The Martha’s Vineyard Land Bank got an early Christmas present this week: a gift of 1,000 feet of beachfront and dunes on the Lagoon Pond in Oak Bluffs.

The property, a visible and familiar crescent of sand that lies south of the Lagoon Pond Bridge and curves toward the former state lobster hatchery, was an outright gift from the Moses and Alvin Strock families.

Aerial map shows 4.4-acre property situated just off the Lagoon Pond Bridge. — Martha's Vineyard Land Bank.

“It is a uniquely attractive property,” said land bank executive director James Lengyel Monday morning after a press release went out about the acquisition. “On late summer afternoons both the light and the wind funnel right up the Lagoon and land right on this beach.”

Mr. Lengyel said outright gifts are rare for the land bank, which buys public conservation land using funds collected from a transfer fee on most real estate transactions.

The closing was Friday. The property will be named Doug’s Cove in honor of a member of the Strock family.

“Comprising 4.4 acres, the property has long been of interest to the land bank,” the press release said.

Mr. Lengyel said the property has been on the land bank list for possible purchase since 1988, when the first discussions began with members of the Strock family. “This is another example of how the land bank commissioners and town advisory board members all have a very good sense of patience,” he said.

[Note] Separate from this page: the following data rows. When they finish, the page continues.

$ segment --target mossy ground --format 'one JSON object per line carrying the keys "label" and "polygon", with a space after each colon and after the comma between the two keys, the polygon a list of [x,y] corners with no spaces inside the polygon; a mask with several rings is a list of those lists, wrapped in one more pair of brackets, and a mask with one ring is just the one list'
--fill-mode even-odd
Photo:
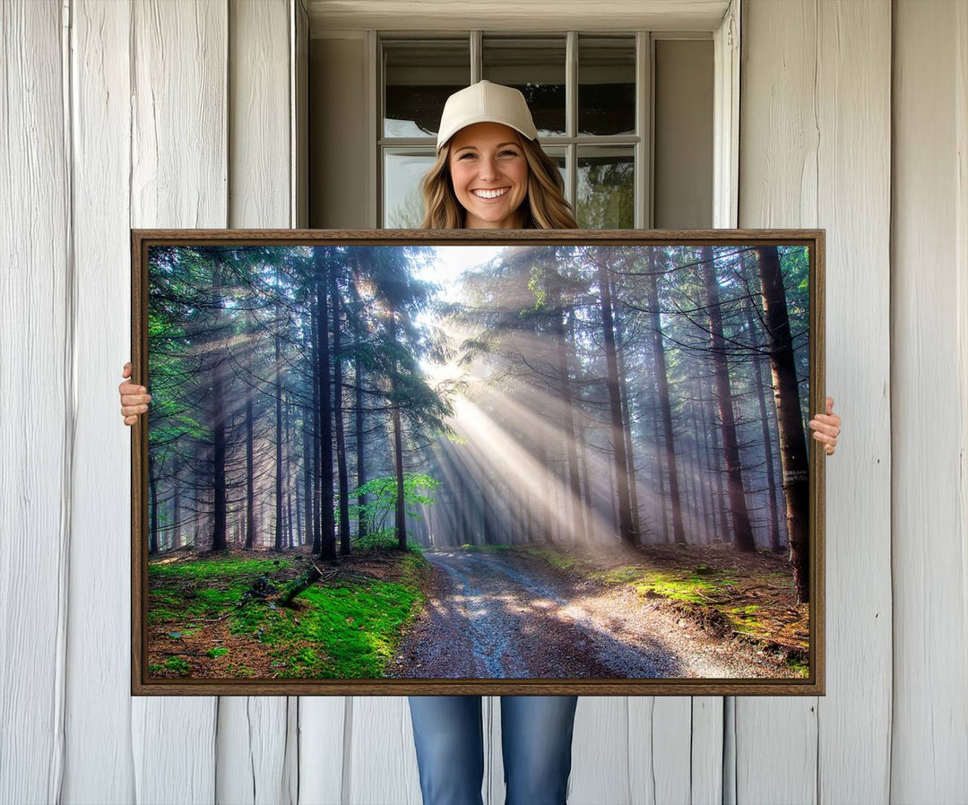
{"label": "mossy ground", "polygon": [[[313,561],[324,576],[290,606],[279,599]],[[419,611],[419,550],[372,546],[337,563],[305,550],[153,559],[148,673],[153,678],[379,678]],[[255,586],[254,586],[255,585]],[[261,595],[253,595],[261,589]]]}
{"label": "mossy ground", "polygon": [[809,675],[809,605],[797,604],[792,571],[782,556],[741,554],[720,545],[527,551],[598,584],[628,586],[644,603],[668,602],[719,635],[775,655],[797,676]]}

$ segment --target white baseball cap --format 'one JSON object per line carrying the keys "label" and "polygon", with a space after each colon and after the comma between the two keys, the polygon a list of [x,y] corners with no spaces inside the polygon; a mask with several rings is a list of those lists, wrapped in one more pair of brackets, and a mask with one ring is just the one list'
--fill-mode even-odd
{"label": "white baseball cap", "polygon": [[538,136],[525,96],[511,86],[478,81],[460,89],[447,99],[440,115],[437,150],[471,123],[503,123],[529,139]]}

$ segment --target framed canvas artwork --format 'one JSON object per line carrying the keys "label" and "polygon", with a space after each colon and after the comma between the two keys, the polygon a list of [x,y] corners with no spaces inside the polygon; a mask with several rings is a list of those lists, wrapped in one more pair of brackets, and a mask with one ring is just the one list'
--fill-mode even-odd
{"label": "framed canvas artwork", "polygon": [[132,261],[133,693],[824,693],[822,231]]}

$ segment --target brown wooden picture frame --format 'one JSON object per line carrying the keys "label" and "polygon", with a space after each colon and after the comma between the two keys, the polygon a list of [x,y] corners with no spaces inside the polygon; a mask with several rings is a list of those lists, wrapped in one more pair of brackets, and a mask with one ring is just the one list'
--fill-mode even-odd
{"label": "brown wooden picture frame", "polygon": [[[704,231],[395,231],[132,230],[132,382],[148,386],[148,249],[154,246],[804,246],[809,256],[809,412],[824,411],[823,230]],[[152,402],[156,405],[156,401]],[[148,672],[147,418],[132,428],[132,694],[133,695],[583,695],[735,696],[825,693],[824,449],[807,438],[809,455],[808,673],[797,678],[371,678],[173,679]],[[804,422],[805,424],[805,422]],[[809,434],[807,433],[807,437]],[[703,566],[705,567],[705,566]],[[756,649],[770,651],[769,641]]]}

Preliminary management goals for the property call for recreational visitors to park at the county’s adjacent Eastville Point Park, on the opposite side of the Beach Road. Vehicles will not be permitted on the beach, and boats cannot be stored there, but shellfishermen will be allowed to use the beach for harvesting and offloading shellfish. The beach runs toward the former state lobster hatchery, property which is still owned by the commonwealth. “So now the whole area is public,” Mr. Lengyel said.

He said the dune separating the beach from a small coastal pond will be restored in the coming year to a natural vegetative state. Currently it is covered with bittersweet and other invasive plants. A viewshed will be created to allow Tisbury-bound motorists and bicyclists a view out to the Lagoon.

The property will be open for full public use beginning next summer, Mr. Lengyel said.